- Presented by: Anna Richardson
- Starring: Radha Modgil
- Opening theme: "You're The First, The Last, My Everything"
- Original language: English
- No. of seasons: 5
- No. of episodes: 24

Original release
- Network: Channel 4
- Release: 9 September 2008 – 6 December 2011

Related
- Naked Education (2023)

= The Sex Education Show =

The Sex Education Show is a British sex education television show. It was presented by Anna Richardson and Dr. Radha Modgil and was broadcast on Channel 4. It was designed to speak frankly about sex to teenagers, answering any questions they had about sexual intercourse, puberty, relationships, body image, etc.

==Series 1 (2008)==
The first series was titled The Sex Education Show. It includes six episodes and was broadcast in September–October 2008.

==Series 2 (2009)==
The second series was titled The Sex Education Show vs Pornography. It includes four episodes and was broadcast between 30 March and 2 April 2009.

==Series 3 (2010)==
The third series was titled The Sex Education Show: Am I Normal?. It includes four episodes and was broadcast from 5–8 July 2010.

==Series 4 (2011)==
The fourth series was titled The Sex Education Show: Stop Pimping Our Kids. It includes four episodes and was broadcast on 19 April 2011, the last episode was shown on 6 December 2011.
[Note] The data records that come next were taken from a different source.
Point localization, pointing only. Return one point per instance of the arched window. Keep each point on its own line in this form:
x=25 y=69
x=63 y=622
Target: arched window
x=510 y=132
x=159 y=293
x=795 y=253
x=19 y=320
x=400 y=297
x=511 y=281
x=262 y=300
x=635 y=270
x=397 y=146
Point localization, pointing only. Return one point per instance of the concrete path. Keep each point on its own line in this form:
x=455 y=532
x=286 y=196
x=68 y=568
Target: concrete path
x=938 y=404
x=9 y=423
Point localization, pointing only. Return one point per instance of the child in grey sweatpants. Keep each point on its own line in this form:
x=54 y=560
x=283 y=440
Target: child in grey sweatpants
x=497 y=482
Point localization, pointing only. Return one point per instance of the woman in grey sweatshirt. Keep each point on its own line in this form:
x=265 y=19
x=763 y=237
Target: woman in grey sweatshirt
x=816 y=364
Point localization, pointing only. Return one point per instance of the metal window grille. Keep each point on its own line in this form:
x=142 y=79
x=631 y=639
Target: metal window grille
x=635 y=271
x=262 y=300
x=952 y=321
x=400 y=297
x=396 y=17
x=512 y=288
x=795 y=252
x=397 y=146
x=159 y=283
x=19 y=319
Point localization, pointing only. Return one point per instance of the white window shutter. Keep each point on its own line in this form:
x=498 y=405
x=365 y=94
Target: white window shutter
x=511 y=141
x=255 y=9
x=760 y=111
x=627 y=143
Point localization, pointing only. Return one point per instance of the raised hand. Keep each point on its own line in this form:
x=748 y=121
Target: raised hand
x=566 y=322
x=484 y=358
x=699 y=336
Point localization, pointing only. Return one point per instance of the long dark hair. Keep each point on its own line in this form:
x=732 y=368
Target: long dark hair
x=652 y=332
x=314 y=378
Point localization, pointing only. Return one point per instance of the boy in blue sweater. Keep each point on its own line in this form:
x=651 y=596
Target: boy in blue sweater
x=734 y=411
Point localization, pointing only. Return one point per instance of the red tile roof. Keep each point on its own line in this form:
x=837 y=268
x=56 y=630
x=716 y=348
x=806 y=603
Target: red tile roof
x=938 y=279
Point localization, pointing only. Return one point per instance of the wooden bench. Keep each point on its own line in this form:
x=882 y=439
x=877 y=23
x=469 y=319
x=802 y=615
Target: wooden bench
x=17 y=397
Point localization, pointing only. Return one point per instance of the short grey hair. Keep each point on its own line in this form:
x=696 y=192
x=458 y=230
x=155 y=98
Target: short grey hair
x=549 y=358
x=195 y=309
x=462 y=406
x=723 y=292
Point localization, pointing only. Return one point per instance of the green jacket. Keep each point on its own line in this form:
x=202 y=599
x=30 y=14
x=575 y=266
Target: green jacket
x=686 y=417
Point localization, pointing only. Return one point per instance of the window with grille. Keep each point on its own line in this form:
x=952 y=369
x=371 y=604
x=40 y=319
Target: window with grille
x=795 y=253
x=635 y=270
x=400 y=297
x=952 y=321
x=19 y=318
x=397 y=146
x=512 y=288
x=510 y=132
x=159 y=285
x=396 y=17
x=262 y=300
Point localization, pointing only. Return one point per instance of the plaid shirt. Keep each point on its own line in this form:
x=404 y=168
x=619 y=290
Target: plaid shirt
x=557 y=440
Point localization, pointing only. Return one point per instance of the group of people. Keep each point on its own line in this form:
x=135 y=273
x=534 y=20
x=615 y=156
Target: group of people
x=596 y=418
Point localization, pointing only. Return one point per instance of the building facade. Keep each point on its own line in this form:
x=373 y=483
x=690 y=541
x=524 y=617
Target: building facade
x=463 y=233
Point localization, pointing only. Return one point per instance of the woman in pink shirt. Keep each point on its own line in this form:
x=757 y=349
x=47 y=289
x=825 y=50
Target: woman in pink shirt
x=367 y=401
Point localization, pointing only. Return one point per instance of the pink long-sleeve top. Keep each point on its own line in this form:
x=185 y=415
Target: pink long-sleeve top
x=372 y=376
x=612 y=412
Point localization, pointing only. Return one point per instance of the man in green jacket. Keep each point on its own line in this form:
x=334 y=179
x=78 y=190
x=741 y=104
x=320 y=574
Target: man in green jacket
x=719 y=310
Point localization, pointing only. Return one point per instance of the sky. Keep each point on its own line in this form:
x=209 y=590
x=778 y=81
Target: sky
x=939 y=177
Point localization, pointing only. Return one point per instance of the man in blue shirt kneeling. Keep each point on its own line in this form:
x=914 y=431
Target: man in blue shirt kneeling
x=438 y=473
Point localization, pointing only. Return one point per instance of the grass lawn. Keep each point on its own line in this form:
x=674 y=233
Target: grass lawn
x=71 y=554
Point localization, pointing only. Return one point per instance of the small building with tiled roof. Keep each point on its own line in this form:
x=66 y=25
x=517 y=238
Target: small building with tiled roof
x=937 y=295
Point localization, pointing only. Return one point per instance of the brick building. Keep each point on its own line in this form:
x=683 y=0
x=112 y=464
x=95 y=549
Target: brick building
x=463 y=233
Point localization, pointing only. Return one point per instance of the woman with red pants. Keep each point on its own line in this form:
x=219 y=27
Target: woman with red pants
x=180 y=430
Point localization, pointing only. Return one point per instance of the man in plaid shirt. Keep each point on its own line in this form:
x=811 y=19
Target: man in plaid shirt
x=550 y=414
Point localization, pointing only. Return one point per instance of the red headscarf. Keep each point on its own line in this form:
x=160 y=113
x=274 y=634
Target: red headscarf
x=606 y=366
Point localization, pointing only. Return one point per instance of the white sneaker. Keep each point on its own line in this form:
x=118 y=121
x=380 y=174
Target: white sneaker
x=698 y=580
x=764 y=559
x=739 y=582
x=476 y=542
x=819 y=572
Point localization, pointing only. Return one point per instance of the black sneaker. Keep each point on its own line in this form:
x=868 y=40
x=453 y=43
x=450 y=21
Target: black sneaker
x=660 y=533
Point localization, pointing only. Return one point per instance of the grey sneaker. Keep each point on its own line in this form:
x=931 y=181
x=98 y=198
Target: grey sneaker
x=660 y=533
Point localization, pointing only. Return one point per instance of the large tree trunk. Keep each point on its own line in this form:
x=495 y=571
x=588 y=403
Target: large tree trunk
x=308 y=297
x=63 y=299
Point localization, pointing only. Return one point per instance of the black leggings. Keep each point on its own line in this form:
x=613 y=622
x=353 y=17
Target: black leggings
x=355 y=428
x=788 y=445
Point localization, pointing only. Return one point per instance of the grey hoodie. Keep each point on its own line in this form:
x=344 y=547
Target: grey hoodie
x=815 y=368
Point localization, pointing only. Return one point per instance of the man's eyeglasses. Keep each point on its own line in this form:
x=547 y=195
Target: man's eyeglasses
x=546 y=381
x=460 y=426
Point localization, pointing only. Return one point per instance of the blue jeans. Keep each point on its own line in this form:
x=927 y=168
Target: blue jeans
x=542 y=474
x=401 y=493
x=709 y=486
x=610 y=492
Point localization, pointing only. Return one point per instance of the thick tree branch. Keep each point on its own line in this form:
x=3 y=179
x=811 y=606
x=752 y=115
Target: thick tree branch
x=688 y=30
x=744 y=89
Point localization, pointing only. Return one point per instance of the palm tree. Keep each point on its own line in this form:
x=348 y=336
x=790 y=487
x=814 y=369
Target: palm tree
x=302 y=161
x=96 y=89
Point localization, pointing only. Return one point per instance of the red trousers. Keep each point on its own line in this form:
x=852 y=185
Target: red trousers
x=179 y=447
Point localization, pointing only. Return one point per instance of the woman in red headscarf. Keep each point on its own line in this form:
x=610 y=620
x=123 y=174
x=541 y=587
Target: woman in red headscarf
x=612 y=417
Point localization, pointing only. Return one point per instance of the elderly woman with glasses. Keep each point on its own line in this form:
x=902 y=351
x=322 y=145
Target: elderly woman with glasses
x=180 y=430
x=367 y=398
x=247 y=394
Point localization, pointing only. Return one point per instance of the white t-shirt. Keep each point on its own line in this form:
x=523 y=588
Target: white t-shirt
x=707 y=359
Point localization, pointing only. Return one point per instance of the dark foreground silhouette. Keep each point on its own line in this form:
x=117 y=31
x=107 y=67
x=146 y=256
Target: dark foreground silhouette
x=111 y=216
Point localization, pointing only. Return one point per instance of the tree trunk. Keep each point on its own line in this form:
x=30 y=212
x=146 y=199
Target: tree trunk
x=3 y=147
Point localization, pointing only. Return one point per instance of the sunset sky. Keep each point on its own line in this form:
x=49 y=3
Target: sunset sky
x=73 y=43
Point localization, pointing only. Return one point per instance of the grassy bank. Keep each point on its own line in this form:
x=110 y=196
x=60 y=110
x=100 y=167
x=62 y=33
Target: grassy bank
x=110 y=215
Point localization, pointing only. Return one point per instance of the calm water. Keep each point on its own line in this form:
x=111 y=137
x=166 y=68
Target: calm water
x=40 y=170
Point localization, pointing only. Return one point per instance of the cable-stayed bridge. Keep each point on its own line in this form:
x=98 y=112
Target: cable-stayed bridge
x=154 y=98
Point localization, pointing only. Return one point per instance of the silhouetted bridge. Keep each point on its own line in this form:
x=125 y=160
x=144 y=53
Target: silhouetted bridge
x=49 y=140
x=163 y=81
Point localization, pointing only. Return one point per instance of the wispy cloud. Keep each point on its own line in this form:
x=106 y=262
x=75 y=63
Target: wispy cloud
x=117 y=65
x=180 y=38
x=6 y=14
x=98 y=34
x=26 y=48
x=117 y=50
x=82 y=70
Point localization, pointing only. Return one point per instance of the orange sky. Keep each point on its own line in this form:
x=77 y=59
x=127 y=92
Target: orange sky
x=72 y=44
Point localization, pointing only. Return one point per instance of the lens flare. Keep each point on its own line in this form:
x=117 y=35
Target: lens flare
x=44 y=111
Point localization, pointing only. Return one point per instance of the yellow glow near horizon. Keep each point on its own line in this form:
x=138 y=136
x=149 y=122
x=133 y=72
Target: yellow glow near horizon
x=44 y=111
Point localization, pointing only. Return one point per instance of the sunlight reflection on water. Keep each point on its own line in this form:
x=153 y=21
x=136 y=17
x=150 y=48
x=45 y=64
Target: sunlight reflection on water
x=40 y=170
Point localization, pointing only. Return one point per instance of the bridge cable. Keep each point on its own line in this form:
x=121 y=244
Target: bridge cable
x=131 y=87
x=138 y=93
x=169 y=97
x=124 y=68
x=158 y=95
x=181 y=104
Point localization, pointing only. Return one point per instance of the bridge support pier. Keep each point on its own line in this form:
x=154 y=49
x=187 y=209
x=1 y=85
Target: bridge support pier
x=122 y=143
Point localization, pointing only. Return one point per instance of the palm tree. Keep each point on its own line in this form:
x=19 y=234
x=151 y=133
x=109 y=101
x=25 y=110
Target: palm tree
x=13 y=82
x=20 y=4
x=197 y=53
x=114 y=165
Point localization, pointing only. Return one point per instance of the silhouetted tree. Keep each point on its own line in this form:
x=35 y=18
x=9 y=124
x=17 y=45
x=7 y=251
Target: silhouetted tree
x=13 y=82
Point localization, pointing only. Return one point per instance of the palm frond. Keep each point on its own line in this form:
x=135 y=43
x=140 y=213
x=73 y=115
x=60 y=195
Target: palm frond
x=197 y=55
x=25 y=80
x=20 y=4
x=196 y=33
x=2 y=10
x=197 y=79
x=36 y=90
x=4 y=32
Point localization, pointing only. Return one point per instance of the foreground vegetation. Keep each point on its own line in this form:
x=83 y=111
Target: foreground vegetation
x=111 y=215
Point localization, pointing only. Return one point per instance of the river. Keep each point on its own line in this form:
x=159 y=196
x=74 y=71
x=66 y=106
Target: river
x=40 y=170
This series campaign included the setting up of a Facebook page and a petition. The Facebook page took some criticism for condemning what many believed were perfectly normal children's clothes, and eventually a breakaway satirical Facebook page 'Stop Stop Pimping Our Kids' was set up.

==Series 5 (2011)==
The fifth series was titled The Sex Education Show. It includes six episodes and was broadcast between 19 July and 23 August 2011.

==Naked Education==
In April 2023, Channel 4 launched a new educational format of similar nature to The Sex Education Show; again fronted by Richardson, joined on this series by Dr. Alex George and Yinka Bokinni, Naked Education has a title reminiscent of Richardson's Channel 4 dating series Naked Attraction, but is otherwise unconnected to that programme.